Birtle and Rochdale Riding for Special Needs is based at Birtle Riding School in Bury and provides disabled children and adults with the opportunity to ride a horse, which benefits them in numerous ways.

The group allows individual’s social skills to improve as they mix with other disabled people as well as able-bodied people. When on the back of a horse, everyone is seen as equal and the rider’s self-esteem is boosted. The group’s members use muscle groups that they never normally use, which helps to bring strength to weaker parts of the body, and they are able to take part in an activity that enables them to gain a skill which is completely outside their normal range of activity.

All of the helpers at the group are volunteers and are drawn from various parts of the local community. The group are also involved with local schools and, once a week, pupils from the local grammar school help them out. The group also has connections with local schools for special needs who send them riders and also help out with volunteers from time to time.

One volunteer began working with the group seven years ago and has taken great reward from working with them: “One afternoon a week I help out on one of the sessions to get the ponies ready, greet the riders when they arrive, help them to get riding hats and other safety equipment on, and then help them safely on to their horses. We then either take them out in the nearby countryside for a ride or, if the weather is bad, stay in our indoor arena and play games and have a ‘riding lesson’ which goes down really well.

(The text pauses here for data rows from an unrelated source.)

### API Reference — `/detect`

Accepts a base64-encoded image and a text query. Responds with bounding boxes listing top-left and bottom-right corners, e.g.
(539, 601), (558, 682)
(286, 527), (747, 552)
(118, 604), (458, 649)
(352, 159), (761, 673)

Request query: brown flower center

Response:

“What struck me the most at first was the obvious pleasure that the children get from interacting with, and being on the back of, a horse. Some of our children can’t speak very well, or at all, and yet they convey by their smiles and expressions how much they enjoy their time with us. I was particularly touched by a young autistic girl. Her parents told me that she was very distant and unaffectionate, but she slowly struck up a close friendship with Copper, the pony she always rode.

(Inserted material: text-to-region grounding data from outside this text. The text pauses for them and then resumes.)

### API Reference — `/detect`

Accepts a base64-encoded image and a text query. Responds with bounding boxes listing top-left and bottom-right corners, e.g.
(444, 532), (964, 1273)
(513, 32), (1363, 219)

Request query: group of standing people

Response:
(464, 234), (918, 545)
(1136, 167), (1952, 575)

“One day – after about eight weeks with us – when she got off Copper at the end of the session she turned round and put her arms around the pony’s neck and gave her a kiss! Her parents were absolutely elated. They had never seen her do that before and it brought a lump to my throat as well.

“About five years ago I was asked to be Chair of the group’s committee, which I had no hesitation in doing. It is so rewarding to see the interaction between the riders and the animals. Horses by their nature are quite nervous, edgy characters, but somehow they seem to know when the person riding them is vulnerable and I can honestly say I have never seen a pony put a foot wrong or react in any way when a rider is noisy or nervous or is struggling with their balance as sometimes happens – it really is quite remarkable.

“We also have a team of very dedicated and knowledgeable volunteers who support us all year round and it is a privilege to be involved with them all. We are the only group of this type in the area so we are determined to keep going as we couldn’t bear to let down our riders. I personally get so much out of the time I spend with this group and I feel that I am helping a very worthwhile and unique cause.”